# Poor Radio Reception



## Gregavi (Nov 20, 2017)

Hi, I just replaced my stock head unit in my 2013 Ford Fusion with a Pioneer AVH 4200NEX DVD unit. I used a Metra antenna adapter to make the connection from the new HU to the vehicle antenna cable, making sure I didn't plug into the SiriusXM cable. The antenna is still the stock stubby type. My reception has gone from fair (when I had the stock HU) to horrible, especially on AM. Any ideas as to why and how can this be fixed?

Thanks in advance.


----------



## cobb2819 (Jan 13, 2011)

Antenna adapters typically kill AM reception.


----------



## cobb2819 (Jan 13, 2011)

Also, it's possible the antenna is amplified, so you might want to make sure the power antenna lead is connected on the harness.


----------



## lurch (Jan 20, 2014)

cobb2819 said:


> Antenna adapters typically kill AM reception.


This is interesting, why so ?
Do they have an effect on FM reception also ?


----------



## cobb2819 (Jan 13, 2011)

lurch said:


> This is interesting, why so ?
> Do they have an effect on FM reception also ?

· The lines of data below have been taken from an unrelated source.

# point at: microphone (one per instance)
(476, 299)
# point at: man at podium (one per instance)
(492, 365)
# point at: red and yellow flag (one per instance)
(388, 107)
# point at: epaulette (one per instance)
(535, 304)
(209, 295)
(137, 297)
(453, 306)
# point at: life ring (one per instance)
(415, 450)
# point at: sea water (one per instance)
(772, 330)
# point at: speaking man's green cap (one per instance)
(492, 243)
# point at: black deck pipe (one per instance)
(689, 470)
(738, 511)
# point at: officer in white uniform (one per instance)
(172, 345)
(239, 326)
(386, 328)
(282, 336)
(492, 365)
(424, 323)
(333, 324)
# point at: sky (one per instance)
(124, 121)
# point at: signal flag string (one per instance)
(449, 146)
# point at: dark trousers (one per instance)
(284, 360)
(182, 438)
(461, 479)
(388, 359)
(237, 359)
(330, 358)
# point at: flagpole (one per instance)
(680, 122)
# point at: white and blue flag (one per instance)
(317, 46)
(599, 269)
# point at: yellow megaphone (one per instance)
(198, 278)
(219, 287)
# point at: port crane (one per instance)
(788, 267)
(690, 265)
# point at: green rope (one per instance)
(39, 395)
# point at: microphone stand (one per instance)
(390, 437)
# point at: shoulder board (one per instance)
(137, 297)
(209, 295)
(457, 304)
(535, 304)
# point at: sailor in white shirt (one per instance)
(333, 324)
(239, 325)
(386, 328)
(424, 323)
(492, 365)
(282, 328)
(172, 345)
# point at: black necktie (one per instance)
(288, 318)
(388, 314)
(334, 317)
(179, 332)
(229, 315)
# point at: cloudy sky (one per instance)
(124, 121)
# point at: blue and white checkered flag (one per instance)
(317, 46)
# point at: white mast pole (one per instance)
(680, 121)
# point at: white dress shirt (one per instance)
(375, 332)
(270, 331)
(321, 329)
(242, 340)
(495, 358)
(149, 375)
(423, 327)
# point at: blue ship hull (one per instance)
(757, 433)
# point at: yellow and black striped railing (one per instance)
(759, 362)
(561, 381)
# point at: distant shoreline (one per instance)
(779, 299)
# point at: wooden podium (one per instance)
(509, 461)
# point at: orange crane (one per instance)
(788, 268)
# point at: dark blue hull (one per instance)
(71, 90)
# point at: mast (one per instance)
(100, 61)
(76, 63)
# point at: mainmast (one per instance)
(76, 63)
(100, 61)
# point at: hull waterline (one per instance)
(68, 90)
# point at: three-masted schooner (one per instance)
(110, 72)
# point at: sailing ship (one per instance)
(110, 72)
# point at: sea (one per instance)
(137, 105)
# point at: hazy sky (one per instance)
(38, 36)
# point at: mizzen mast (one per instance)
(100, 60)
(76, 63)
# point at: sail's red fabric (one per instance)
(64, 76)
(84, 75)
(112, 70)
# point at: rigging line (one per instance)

They can, yes. As to the logistics of why, not exactly sure. Just speaking from experience. A Toyota for example, has not only a main antenna, but a secondary diversity antenna. The aftermarket world doesn't support this, so reception can be worse than the factory. My daily driver Audi has twin antennas, and there is only one adapter I know of is from one company that makes a combiner / amplifier to help over come this issue.


----------



## FordEscape (Nov 23, 2014)

cobb2819 said:


> Also, it's possible the antenna is amplified, so you might want to make sure the power antenna lead is connected on the harness.


*THIS.* On your Fusion pin 2 on OEM ACM connector C240A (24-hole connector, not pins all are used, it's the one with your speaker circuits) is power to the OEM "Solid State" antenna base. 

Sorry, I do not know the correct VDC, that's not indicated on the wiring diagrams - the sole purpose of that pin is to feed the "Solid State" antenna power, _it might not be 12VDC_. You might temporarily reconnect your OEM ACM and test the volts on that pin to avoid damage to the "Solid State" antenna if it's less than 12VDC.


----------



## Gregavi (Nov 20, 2017)

cobb2819 said:


> Also, it's possible the antenna is amplified, so you might want to make sure the power antenna lead is connected on the harness.


Interesting. I did not connect the "Power Antenna" wire because I figured it was not necessary since I do not have a power antenna. Wasn't aware that there were "Amplified Antennas".
I will look into if my vehicle has an amplified antenna.


----------



## Theslaking (Oct 8, 2013)

I think Electronic Developments (might have been Domino)in the Netherlands make powered boosters as well. They should have whatever adapters for your car. They do band expanders for cars that are intended for other areas in the world. I know one of them does boosters. Might have names messed up but Electronic Developments is definitely the company high end places use for radio solutions. 

That's if finding the power wire in the harness doesn't work.


----------



## Gregavi (Nov 20, 2017)

So, I took my dash apart, pulled the HU and connected the blue wire from the radio to the blue wire from my Metra harness. That did the trick. All back together and I now have pretty good radio reception. Better than it was for sure.
Thanks to all for your input.
Cheers!


----------